Mieux: ces offres de SvOD "semblent constituer un usage complémentaire de la consommation de télévision payante, et non pas, à ce stade, un service alternatif". Un sondage de l'Ifop est cité à l'appui. Selon ce dernier, 42% des abonnés à une offre de SVoD sont aussi abonnés à Canal Plus, et 31% à CanalSat.

Une étude de l'institut Idate est aussi citée. Selon elle, les offres de SVoD prendront moins d'abonnés aux chaînes de télévision payante en France qu'aux États-Unis pour deux raisons.

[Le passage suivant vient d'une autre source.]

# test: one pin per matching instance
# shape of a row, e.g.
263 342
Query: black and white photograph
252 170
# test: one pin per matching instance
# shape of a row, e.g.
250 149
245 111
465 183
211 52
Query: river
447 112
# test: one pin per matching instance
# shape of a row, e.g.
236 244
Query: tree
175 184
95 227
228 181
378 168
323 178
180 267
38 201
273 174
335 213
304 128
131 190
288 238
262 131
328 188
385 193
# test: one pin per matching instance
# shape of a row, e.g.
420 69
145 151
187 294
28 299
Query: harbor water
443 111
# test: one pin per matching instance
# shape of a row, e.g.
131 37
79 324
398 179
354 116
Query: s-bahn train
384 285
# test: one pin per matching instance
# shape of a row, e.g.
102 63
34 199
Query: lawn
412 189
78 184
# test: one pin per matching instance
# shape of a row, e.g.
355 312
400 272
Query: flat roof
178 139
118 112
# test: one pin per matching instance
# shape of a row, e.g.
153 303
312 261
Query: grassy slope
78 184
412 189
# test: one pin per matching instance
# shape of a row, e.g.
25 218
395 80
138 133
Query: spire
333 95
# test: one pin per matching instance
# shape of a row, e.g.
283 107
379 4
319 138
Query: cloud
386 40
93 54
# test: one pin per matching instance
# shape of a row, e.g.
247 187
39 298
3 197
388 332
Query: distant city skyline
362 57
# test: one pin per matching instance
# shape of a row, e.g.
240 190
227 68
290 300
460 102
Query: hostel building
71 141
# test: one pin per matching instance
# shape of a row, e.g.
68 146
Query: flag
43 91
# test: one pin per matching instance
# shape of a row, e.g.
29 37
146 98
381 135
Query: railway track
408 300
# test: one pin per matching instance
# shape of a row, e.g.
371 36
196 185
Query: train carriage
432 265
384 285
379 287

D'abord, "les offres de télévision payante à coûts accessibles sont plus largement répandues en France". Ensuite, "l’écart tarifaire existant entre une offre de vidéo à la demande et une offre de télévision payante" est moins élevé. 

5- Un obstacle juridique

Enfin, et non des moindres, un autre obstacle juridique est aussi mis en avant. La question est de savoir si une seule obligation peut être levée par anticipation, alors que toutes les autres restent en place. Selon la jurisprudence du Conseil d'État, cela peut être fait uniquement si cela ne remet pas en question la cohérence de l'édifice. Sur ce point, le CSA "émet des réserves", car l'obligation contestée "peut difficilement être isolée" des autres obligations portant sur les chaînes thématiques. 

Pour conclure, le CSA "émet donc des réserves sur la pertinence d’un réexamen partiel et anticipé de la situation du Groupe Canal Plus au regard des évolutions du secteur de la télévision payante".

En guise de consolation, le gendarme de l''audiovisuel se fend quand même d'une phrase positive: "Le CSA souligne l’importance de ce projet au regard de la stratégie du groupe Canal Plus et de sa situation économique et commerciale actuelle"...

Contacté, le CSA n'a pas fait de commentaire, expliquant "être tenu, selon la procédure habituelle, d'une part au respect du secret des affaires, et d’autre part à son engagement auprès de l’Autorité de la Concurrence de ne pas s'exprimer sur son avis avant que l'Autorité ait rendu sa décision".